In British Columbia, access with a child can subject to supervision when unsupervised parenting time is contrary to the child’s best interest. Access can be supervised by a trusted third party including family, friends, social workers, and so on.
This article outlines the legal framework governing orders for supervised access.
According to F.K. v. M.K., 2010 BCSC 563, supervision orders aim to:
- Protect children from risk of harm;
- Continue or promote parent-child relationships;
- Encourage or compel parents to undergo counselling or treatment to deal with parenting issues;
- Create a bridge between no relationship and a normal parenting relationship; and
- Avoid or reduce family conflict that impacts upon the children.
In V.S.J. v.
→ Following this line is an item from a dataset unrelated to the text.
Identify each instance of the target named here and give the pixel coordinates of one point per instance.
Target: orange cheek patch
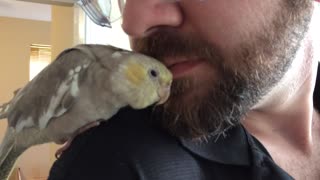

L.J.G.,  O.T.C. 460 (S.C.J.), the Court stated that when terminating or restricting access, it is essential to weigh and balance the factors affecting the child’s best interest, including:
- The maximum contact principle;
- The right of a child to know and have a relationship with each parent;
- A limitation of a consideration of parental conduct to that conduct which impacts on the child;
- The risk of harm including emotional, physical and sexual harm;
- The nature of the relationship between the parents and its impact on the child;
- The nature of the relationship and attachment between the parent and the child; and
- The commitment of the parent to the child.
The Court in F.K. also advised that evidence of exceptional circumstances is usually required to obtain a supervision order because it is one step away from complete termination of the parent child relationship.
The above cases were decided under the Family Relations Act which has been replaced by the Family Law Act. However, as noted in Q.B. v. W.I.M., 2014 BCSC 219, the same principles continue to apply under the new law.
For a recent decision applying these principles, please see J.J.T. v. J.A.S., 2015 BCSC 628.